As the information-oriented society progresses, there is an increasing need for protection of personal privacy and a technique for building a security system for safely transmitting information via encoding and decoding also becomes an essential technology.
In the advanced information society, as diverse types of equipment become electronic, use of computing devices, such as an embedded system or system on chip (SoC), other than high-performance computer forms, drastically increases. For example, computing devices including radio-frequency identification (RFID), a smart card, a Universal Subscriber Identity Module (USIM), a one time password (OTP), or the like are widely utilized.
For safe use of such computing devices, building a security system is essentially required, through which security functions of protecting important information using encoding and decoding algorithms or of allocating access rights using identification and authentication functions may be carried out. In performing these security functions, a cryptographic key or unique identification (ID) is used, which is essential elements for the security system and is referred to as an identification key hereinafter. When an identification key is generated, a method of externally generating a pseudo random number (PRN), cryptographically safe externally, and storing the number in a nonvolatile memory, such as a flash memory and an electrically erasable programmable read-only memory (EEPROM), is generally used.
Recently, different attacks, such as side channel attacks and reverse engineering attacks, tend to be carried out to identification keys stored in computing devices.

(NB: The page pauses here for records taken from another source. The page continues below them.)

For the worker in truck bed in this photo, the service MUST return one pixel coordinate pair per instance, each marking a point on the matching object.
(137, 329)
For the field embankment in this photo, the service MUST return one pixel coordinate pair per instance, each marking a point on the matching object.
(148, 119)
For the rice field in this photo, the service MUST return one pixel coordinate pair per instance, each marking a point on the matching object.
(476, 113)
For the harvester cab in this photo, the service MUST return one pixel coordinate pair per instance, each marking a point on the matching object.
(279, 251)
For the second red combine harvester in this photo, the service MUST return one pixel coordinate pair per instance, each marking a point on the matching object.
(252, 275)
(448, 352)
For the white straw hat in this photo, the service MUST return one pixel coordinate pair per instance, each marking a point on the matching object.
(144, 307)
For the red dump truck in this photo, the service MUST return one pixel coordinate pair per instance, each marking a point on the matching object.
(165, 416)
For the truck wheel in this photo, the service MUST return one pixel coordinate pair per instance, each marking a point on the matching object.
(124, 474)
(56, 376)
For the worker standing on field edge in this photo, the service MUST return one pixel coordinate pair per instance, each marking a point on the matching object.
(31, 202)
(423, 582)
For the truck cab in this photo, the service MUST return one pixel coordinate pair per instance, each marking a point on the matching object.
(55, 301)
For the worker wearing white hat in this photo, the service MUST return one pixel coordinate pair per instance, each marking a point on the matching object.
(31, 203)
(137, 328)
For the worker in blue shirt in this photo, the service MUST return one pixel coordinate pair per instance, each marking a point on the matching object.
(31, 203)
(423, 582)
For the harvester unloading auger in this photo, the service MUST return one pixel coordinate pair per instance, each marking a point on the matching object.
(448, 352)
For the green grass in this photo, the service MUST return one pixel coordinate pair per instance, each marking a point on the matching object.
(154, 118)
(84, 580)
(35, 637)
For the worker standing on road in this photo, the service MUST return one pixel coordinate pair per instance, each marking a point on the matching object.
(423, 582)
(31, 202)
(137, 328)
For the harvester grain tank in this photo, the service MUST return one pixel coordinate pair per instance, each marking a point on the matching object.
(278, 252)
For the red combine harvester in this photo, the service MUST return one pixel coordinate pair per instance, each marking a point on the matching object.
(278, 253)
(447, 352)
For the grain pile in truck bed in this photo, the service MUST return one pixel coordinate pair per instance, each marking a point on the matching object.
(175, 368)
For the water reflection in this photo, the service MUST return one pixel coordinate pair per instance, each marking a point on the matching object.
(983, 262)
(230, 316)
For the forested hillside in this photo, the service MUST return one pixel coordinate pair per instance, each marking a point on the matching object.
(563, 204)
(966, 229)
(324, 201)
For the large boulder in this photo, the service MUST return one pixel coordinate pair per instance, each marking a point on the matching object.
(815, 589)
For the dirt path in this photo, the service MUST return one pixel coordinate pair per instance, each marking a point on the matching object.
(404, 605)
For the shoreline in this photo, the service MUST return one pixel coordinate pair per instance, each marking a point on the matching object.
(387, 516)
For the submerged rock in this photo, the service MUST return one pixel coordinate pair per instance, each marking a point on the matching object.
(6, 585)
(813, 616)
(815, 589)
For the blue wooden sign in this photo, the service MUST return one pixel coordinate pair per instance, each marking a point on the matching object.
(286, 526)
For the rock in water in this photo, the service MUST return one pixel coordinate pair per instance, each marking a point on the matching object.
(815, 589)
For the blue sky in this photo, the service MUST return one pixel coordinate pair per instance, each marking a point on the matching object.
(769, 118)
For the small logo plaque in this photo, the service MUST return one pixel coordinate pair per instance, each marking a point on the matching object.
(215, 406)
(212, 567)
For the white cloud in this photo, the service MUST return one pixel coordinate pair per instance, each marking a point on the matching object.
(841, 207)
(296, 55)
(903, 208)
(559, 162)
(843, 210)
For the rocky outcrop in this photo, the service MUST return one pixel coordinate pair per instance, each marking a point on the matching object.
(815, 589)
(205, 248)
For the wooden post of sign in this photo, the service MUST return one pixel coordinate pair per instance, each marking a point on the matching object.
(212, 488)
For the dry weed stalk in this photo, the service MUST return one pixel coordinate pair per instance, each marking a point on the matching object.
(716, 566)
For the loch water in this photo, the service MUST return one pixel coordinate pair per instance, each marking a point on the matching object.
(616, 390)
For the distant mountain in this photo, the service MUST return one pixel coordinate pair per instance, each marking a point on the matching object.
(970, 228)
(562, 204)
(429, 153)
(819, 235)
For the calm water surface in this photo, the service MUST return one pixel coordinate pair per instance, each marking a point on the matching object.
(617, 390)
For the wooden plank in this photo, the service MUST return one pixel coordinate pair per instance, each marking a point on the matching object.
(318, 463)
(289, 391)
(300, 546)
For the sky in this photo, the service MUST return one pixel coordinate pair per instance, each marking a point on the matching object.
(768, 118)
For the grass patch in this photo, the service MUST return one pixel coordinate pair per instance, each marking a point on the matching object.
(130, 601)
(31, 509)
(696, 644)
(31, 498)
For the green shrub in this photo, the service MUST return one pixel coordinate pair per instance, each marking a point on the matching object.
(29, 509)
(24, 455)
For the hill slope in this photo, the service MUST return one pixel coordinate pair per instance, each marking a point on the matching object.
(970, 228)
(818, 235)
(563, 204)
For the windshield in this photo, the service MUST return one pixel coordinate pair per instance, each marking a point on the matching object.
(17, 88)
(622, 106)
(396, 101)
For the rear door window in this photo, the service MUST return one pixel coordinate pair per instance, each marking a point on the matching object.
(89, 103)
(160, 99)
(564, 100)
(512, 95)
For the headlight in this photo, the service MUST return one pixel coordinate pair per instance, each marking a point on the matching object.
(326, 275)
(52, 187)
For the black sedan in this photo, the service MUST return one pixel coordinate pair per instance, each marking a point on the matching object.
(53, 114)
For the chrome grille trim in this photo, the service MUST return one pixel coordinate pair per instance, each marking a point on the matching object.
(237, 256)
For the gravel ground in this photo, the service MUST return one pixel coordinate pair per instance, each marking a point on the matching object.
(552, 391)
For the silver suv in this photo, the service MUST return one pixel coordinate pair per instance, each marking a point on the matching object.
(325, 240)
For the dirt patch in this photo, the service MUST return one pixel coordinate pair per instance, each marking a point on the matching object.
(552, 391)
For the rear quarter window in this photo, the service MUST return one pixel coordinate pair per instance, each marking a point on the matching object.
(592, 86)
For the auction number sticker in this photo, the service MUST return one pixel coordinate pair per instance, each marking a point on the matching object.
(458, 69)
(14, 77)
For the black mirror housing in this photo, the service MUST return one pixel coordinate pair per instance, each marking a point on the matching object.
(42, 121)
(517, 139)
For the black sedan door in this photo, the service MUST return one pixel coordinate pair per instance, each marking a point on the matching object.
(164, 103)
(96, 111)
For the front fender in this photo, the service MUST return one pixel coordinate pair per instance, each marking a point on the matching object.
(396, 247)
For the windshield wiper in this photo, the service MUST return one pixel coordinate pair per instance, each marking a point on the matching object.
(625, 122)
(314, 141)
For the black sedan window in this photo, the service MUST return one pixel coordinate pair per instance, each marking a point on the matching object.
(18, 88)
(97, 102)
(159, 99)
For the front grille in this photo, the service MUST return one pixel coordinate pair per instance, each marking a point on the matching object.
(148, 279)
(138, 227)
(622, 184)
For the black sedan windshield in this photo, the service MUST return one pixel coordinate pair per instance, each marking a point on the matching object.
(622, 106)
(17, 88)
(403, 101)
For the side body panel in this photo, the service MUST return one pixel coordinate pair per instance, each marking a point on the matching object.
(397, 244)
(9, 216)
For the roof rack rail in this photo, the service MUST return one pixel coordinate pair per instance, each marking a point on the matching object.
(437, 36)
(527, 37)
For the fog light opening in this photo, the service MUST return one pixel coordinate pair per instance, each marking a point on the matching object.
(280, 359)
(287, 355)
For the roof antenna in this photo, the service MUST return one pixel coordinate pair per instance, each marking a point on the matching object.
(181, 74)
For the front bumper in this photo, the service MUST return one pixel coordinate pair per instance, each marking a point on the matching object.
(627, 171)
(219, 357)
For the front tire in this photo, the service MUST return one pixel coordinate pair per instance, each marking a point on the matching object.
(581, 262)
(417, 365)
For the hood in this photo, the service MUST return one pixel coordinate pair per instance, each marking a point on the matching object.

To safely generate and store an identification key against such kinds of attacks, physical unclonable function (PUF) technology is developing.
A PUF is a technique for generating an identification key using subtle differences in physical properties present in an electronic system and maintaining or storing the identification key unchanged, which is also referred to as hardware fingerprint.
A necessary condition for use of a PUF as an identification key is sufficiently secured randomness of the generated identification. PUF-based hardware with sufficiently secured randomness is determined as an acceptable product, whereas PUF-based hardware with low randomness needs to be determined as a defective product since a PUF-based identifier is possibly estimated due to low randomness of a PUF value. However, there is never disclosed such a determination method conventionally, and thus developing a randomness test apparatus and methods capable of determining whether PUF-based hardware has sufficient randomness is required. Further, a great number of bits of data are necessary for verifying randomness, while PUF-based hardware generates limited data only.
Meanwhile, since a defective product possibly happens due to defects among all circuits fabricated in a semiconductor process, a testing process for determining whether circuits are acceptable or defective is needed. Here, PUF-based hardware generates a random value, and thus a conventional testing process is unable to determine defectiveness of the PUF-based hardware.
That is, a method of testing defectiveness and randomness of PUF-based hardware needs to be developed.